What seemed imperative to every architect who has worked on Fitzwilliam is the importance placed on the external environment. The gardens running through the courts are filled with cherry trees, whose pink blossom stands delicately juxtaposed to the dark brick. The Auditorium, with a glass box reception, allows for the external to become the internal as the transparent structure lets the large oak and surrounding gardens to almost enter the buildings. The residential blocks seem to act as mirrors for the gardens through the bright green copper cladding that reflects nature. This eclectic mix of architecture and gardens creates an environment of undisturbed quiet, just a minute away from the busy Huntington Road. It was this expansive habitat that drew me to apply to Fitzwilliam.
Lasdun was inspired by Le Corbusier’s use of horizontal structures and planes creating a “play of half lights and heavy shade with the accent running not from top to bottom but horizontally from left to right.” Although heavily influenced, Lasdun deviated from Le Corbusier’s utopian city ideal, the Ville Radieuse, as he believed buildings should have a continuity with their historical surroundings. Lasdun’s use of the horizontal was not only in form but in theory; he attempted to usurp the traditional hierarchy of Cambridge buildings within a college, ensuring that the Senior Common Room was made of glass and therefore visible to undergraduates at all times.
Lasdun’s use of the horizontal is most famously seen in Fitzwilliam in his work on the vault above the Buttery. Rising above the square dining hall is a glass extension, formed by cast concrete intersections enveloping scallop-shaped windows. The concrete seems to mimic tracery seen surrounding stain glass windows in Gothic cathedrals, and the lancet shape of the glass adds to the cathedral-like effect. The height and delicate shape of the roof catches your attention, much like the dome of a mosque or the spire of a cathedral. What makes this structure surprisingly different, therefore, is its horizontal nature. Of course, the Buttery is far from a religious building, but it is a communal one and thus brings people together under this elevated, sculpted construction. Lasdun has managed to make the hall triumphant yet also subtle, delicate and ornate. He has mastered the ability of catching someone’s eye from above, without creating a daunting or overtly intrusive structure.
The structure is transformed by the weather. The scallop-shaped windows in their crystalline transparency allow the sky to be seen through them. The sculptured roof seems to reflect the weather, illuminated with bright blue skies, almost lifting the vault upwards. On more rainy and dismal afternoons the vault stands quietly grey, but it never loses its transient lightness. The white exterior and cast concrete blend together, forming a natural composition of colours that stands out against the college’s other buildings. This is my favourite architectural feature in all of Cambridge. I think its composed, stilled presence, which is visible throughout the college, brings a perfect centre to Fitzwilliam’s environment.

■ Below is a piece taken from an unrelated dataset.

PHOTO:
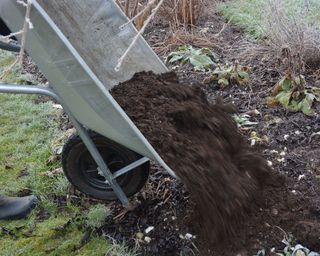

Fascinatingly, Lasdun expanded this use of the horizontal in his design of Christ’s College’s The Typewriter. He uses interlocking spaces, through cantilevered platforms which are made to intersect the buildings with the landscape. These layered platforms, reminiscent of Grecian amphitheatres, simultaneously stratify the building while allowing it to flow, directing human movement. The strata allow the individuals walking on them to become audience members and the city becomes the performance. His work again brings in elements of the environment, as the layers of interlocking rooms reflect contour lines, layers of soil and hills. Previously damned for being incongruous to the environment of Christ’s, I think The Typewriter does the opposite, bringing the environment into the very structure of the building itself.
Overall I think Fitzwilliam’s architecture, for me, remains an exciting part of everyday college life, as each building changes as you follow the spiral around the courts. The cumulative effect is one of a warm, intriguing and open environment.